Air Cargo Carriers was established in 1986 with a stated aim of providing aircraft in freight operations to service non-trunk population centers with the same bulk capacity and container capability as had been available only in larger markets.
Air Cargo began flying 3,500 lb. capacity Shorts Skyvan aircraft and grew to a fleet of 5 such aircraft. Starting in 1990, Shorts SD3-30 aircraft were added to the fleet. Even larger capacity Shorts 360’s were introduced into Air Cargo operations in 1995. The Skyvans have been phased out over time by moving them to an airline that is associated with Air Cargo Carriers. This airline, North Star Air Cargo, operates the aircraft but Air Cargo Carriers provides operating assistance in the form of dispatching, spares provisioning and other services.
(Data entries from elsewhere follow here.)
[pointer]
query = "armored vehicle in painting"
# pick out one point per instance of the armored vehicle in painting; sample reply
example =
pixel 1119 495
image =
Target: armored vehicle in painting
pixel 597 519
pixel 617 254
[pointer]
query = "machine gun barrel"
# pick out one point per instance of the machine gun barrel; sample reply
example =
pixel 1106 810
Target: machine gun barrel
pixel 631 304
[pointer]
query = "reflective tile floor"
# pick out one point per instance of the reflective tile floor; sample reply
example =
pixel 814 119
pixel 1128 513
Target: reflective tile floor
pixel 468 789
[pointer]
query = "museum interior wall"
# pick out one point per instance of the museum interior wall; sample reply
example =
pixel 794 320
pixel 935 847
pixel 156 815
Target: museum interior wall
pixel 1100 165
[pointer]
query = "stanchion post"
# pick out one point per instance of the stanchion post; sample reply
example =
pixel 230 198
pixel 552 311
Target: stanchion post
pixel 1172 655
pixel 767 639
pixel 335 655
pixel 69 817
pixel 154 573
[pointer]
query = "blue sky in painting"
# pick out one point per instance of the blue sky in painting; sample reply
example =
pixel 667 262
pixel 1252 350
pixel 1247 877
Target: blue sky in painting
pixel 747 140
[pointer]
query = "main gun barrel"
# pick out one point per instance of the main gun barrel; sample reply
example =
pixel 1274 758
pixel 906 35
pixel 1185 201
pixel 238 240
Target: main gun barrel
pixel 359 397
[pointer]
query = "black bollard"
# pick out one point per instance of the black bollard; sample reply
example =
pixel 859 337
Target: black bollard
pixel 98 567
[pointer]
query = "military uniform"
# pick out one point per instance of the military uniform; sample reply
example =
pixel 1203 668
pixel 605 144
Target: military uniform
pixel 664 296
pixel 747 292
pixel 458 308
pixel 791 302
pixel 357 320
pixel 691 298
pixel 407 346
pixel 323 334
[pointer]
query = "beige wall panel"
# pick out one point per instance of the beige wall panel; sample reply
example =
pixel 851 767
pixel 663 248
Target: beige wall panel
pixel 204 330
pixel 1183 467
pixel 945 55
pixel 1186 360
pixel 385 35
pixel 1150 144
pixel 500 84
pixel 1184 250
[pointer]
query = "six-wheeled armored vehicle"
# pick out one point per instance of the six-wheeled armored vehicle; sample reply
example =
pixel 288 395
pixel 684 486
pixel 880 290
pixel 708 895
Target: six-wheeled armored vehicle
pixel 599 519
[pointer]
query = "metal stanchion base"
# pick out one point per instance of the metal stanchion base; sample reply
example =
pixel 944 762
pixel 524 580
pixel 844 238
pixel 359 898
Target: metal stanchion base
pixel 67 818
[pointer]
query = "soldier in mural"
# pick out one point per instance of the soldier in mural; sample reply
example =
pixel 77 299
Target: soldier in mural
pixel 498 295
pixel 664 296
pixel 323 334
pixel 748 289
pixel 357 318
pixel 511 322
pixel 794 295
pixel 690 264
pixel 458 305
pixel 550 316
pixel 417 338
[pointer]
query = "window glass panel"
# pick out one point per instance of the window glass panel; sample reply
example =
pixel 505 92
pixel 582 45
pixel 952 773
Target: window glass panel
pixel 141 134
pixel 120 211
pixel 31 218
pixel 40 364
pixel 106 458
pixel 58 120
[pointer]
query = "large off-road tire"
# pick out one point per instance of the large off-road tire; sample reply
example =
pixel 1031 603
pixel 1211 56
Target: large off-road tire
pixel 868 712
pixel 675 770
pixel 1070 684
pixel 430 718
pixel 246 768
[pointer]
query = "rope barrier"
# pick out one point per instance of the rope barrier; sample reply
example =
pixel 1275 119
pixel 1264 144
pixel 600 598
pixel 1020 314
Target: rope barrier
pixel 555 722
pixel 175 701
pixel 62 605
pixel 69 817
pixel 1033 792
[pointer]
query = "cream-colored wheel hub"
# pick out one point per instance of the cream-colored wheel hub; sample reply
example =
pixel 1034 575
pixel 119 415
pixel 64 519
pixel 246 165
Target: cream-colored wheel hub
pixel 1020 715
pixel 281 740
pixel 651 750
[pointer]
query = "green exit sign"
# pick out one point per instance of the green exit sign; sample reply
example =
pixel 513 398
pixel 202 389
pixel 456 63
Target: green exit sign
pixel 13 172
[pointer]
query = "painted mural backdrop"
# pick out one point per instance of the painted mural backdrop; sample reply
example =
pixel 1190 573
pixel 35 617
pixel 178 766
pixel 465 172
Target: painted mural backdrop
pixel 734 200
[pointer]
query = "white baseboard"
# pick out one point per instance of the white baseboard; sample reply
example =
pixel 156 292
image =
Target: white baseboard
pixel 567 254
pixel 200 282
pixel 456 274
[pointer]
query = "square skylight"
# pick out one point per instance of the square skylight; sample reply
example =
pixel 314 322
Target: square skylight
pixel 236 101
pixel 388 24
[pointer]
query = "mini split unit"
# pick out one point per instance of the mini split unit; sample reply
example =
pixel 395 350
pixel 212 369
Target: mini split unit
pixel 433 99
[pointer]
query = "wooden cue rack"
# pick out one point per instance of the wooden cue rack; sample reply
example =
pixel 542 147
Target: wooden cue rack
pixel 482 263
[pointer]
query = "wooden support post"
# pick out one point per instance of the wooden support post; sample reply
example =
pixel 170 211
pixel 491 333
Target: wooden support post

This has been an advantage to Air Cargo as North Star has been able to inaugurate routes with lower volumes than Air Cargo operates with the larger Shorts 330’s and 360’s. As volumes grow on the routes it is an easy upgrade to the larger 330’s and 360’s.
The US FAA allows aftermarket conversions of aircraft that are termed Supplemental Type Certificates (STC’s). STC’s are typically very involved to obtain as the FAA has stringent requirements that must be met before they will issue an STC. They usually require a great deal of time and significant investment to achieve. Over the years Air Cargo has developed or purchased STC’s that allow for the conversion of the aircraft from passenger to cargo configurations and for unique modifications to the Shorts SD3-30 and SD3-60 aircraft that improve their value and effectiveness as cargo aircraft. All of the Air Cargo Shorts SD3-30 and SD3-60 aircraft have been converted from a passenger configuration to cargo with an expanded cargo door and strengthened flat floor for quick and easy loading of cargo. In addition to owning the STC’s for the conversion to cargo for the Shorts Aircraft, Air Cargo performs the conversions in house to insure quality and minimize cost.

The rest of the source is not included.